Amy is a Midwest born Californian who fills her days bridging art, commerce, and technology with a smile and a wink. She loves weekend trips to Joshua Tree and is obsessed with quick layovers in far-flung places. She’s happiest when taking photographs, swimming in the ocean or adventuring in nature or cityscapes. She also digs spending quality time with her smart TV binge watching digital content.
One studio day at Makeful, we wanted to make earrings and had some leftover pleather lying around (as you do). We didn't have a plan and the materials weren't totally ideal but we made it work. This pleather project is a story of trial, error and the color teal. We love the color teal. Sometimes it's just as much about enjoying the making as it is the final product.
- pleather remnant, you can find remnants at the fabric store
- 2 jump rings
- 2 earring hooks
- hole punch
- salt shaker, for shape- you can use whatever you want to trace!
- paint pen
- pencil, for tracing
Sometimes projects don't work out and you find yourself with leftover materials. Sometimes the materials are rad TEAL PLEATHER. When this is the case, you don't waste said teal pleather you put on your DIY brain and get to thinking about how this pleather can be a cute...something. EARRINGS! That's what we'll make. And so we did.

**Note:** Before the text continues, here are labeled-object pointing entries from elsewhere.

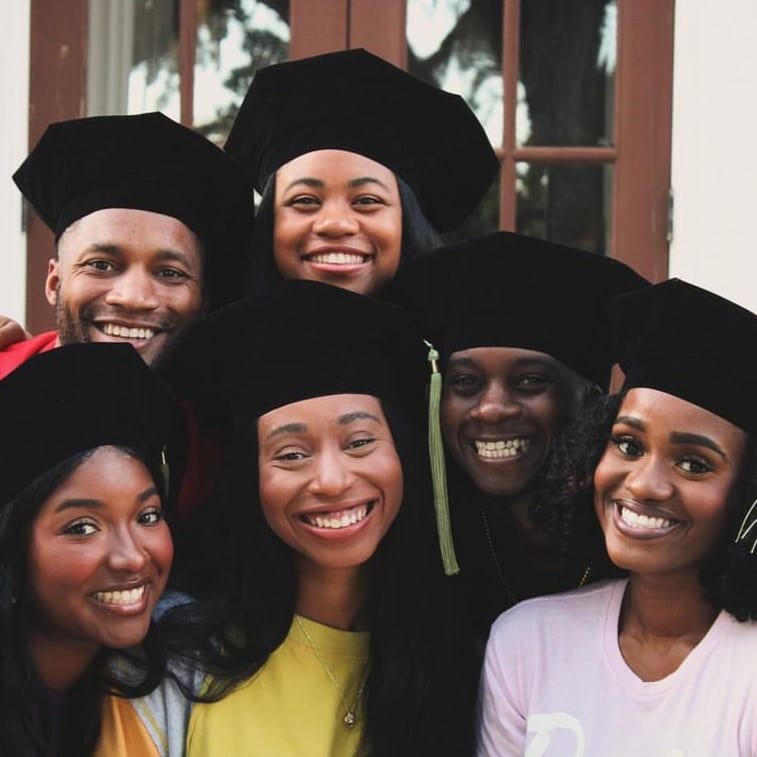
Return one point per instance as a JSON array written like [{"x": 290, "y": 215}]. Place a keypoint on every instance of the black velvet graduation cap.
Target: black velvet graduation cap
[
  {"x": 352, "y": 100},
  {"x": 297, "y": 340},
  {"x": 508, "y": 290},
  {"x": 73, "y": 399},
  {"x": 301, "y": 339},
  {"x": 146, "y": 162},
  {"x": 688, "y": 342}
]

Step 1: Use a salt shaker, the bottom of a glass, a square pen cup, vase, or some other geometric shaped household item to trace onto the back of your pleather fabric. We used a round sprinkles container to make ours! You'll need two cutouts per earring. Note: We first tried to use a rotary cutter but the pleather is a bit slippery so that was a no go.
Step 2: Carefully cut out your shapes. Try to follow the line as much as you can because this makes it SO much easier to sandwich them together and have them match. Note: This wasn't easy. If they made sharp cookie cutter shapes to cut through pleather and leather that would have been ideal. Wait, do they? BRB, I'm going to google that.
Step 3: Use krazy glue or some other high strength adhesive to glue two of the pleather cut-out shapes back to back. Don't go too "krazy" with the glue though or it will seep out from the edges and be a gooey mess. Note: We know this from experience.
Step 4: Once the pleather shapes are dry- which shouldn't take too long if you use krazy glue- trim any extra fabric off the edges, then punch a hole in the pleather shape pretty darn close to the edge (it needs to small enough to connect a jump ring). Note: Not too close to the edge, or you'll risk early wear and tear (literally, tearing). Also this trimming part is hard, we're not gonna lie.
Step 5: Decorating time! You can embellish your earrings by using a paint pen, or if you don't have a paint pen, you can even use nail polish! We used a silver paint pen around the edges of the earring, then used lined notebook paper to line up and draw on a sleek silver line through the middle of the earring. So chic and gives the earrings a little EXTRA, but you know, not too extra.
Step 6: Use pliers to open a jump ring and loop it onto the pleather shape.
Step 7: Loop an earring hook around the jump ring, then use your pliers to close the jump ring. Repeat on the other earring and you're ready to rock...or roll. You do you!